Fox’s anchors seemed very pleased to have stumbled onto this line of thought. Of course, none of the anchors mention that almost all of the economic research on the subject shows that the minimum wage has little to no effect on employment. The most well-known researchers on the subject — David Card and Alan Krueger — examined a minimum wage increase in New Jersey, and found that “employment actually expanded in New Jersey relative to Pennsylvania, where the minimum wage was constant.”

Fox’s “brand new information,” meanwhile, is a study published last year by David Neumark of the University of California and William Wascher of the Federal Reserve that found that increasing the minimum wage may affect, by Neumark’s own admission, a “small number” of workers.
My, my, my.  There's dumb, there's dumber, and then there's Faux News brand dumbfuck fucking dumb.  That kind of extra-strength dumbfuckery shouldn't be available without a prescription.

And, finally, we discover that global warming deniers are (do try to contain your shock) overwhelmingly Cons:
In spite of Sarah Palin's recent high profile on the subject, studies show that vast majorities of climate science skeptics are men, which I did not know. This article ponders why that might be and references a pretty amazing poll that delves deeper into people's attitudes on the subject and their demographic makeup:
The genders were roughly equally represented in the middle groupings, but at the margins the divide was absolutely stark: "Almost two-thirds of the Dismissive are men (63%), the largest gender split among the six segments," the report concluded.
What else did the survey reveal about the "dismissive" group?

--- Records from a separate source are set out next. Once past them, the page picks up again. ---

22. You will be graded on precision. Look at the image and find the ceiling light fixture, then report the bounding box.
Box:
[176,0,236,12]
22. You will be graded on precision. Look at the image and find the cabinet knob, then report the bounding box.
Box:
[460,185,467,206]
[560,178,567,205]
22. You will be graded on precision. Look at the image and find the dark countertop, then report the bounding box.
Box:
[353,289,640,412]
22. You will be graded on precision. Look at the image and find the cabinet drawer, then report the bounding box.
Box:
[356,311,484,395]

"More likely than average to be high income, well-educated, white men... much more likely to be very conservative Republicans... strongly endorse individualistic values, opposing any form of government intervention, anti-egalitarian, and almost universally prefer economic growth over environmental protection... have a specialized media diet, with a higher than average preference for media sources that reflect their own political point of view."

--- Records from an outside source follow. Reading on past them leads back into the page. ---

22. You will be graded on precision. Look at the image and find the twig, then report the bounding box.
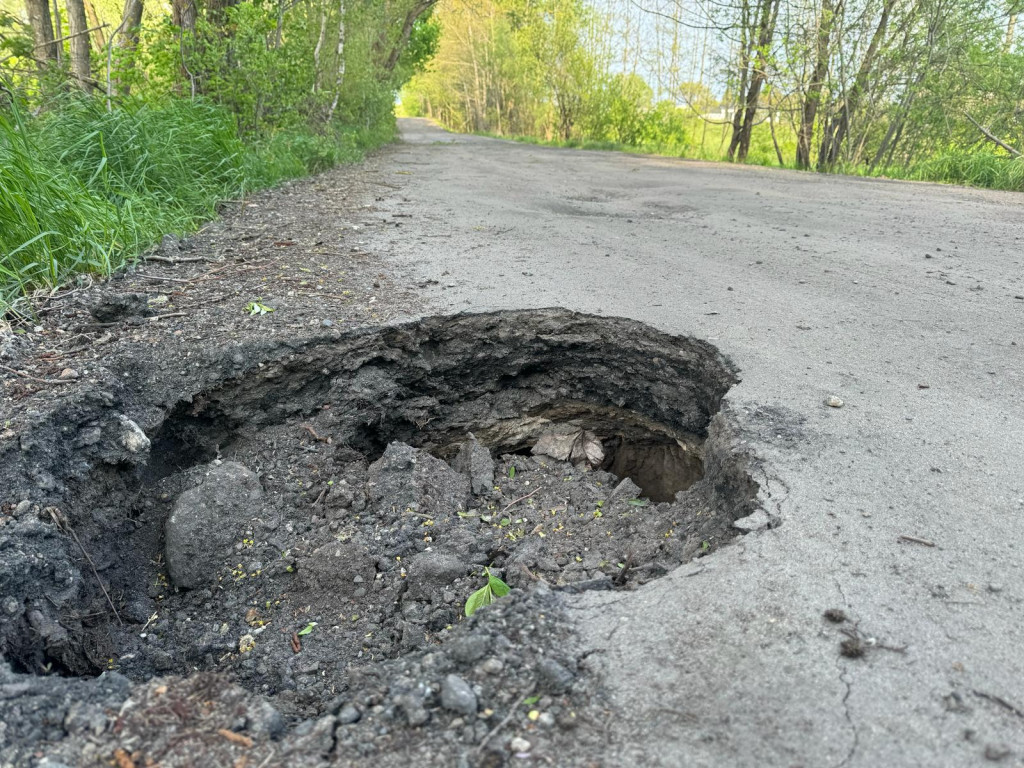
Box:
[135,272,191,283]
[476,685,534,755]
[0,366,75,384]
[142,256,209,264]
[971,690,1024,719]
[896,534,935,547]
[502,488,541,515]
[46,507,125,627]
[964,112,1024,158]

Digby's a bit surprised that the deniers are "well-educated" and make good money.  I'm not.  It's all right there in the "economic growth over environmental protection."  They're stupid selfish gits.  And well-educated doesn't necessarily mean well-educated in science.  You don't need a strong background in science to walk out with an MBA.  They have just enough education to know that they have to deny the science in order to continue being stupid selfish gits, and so they do.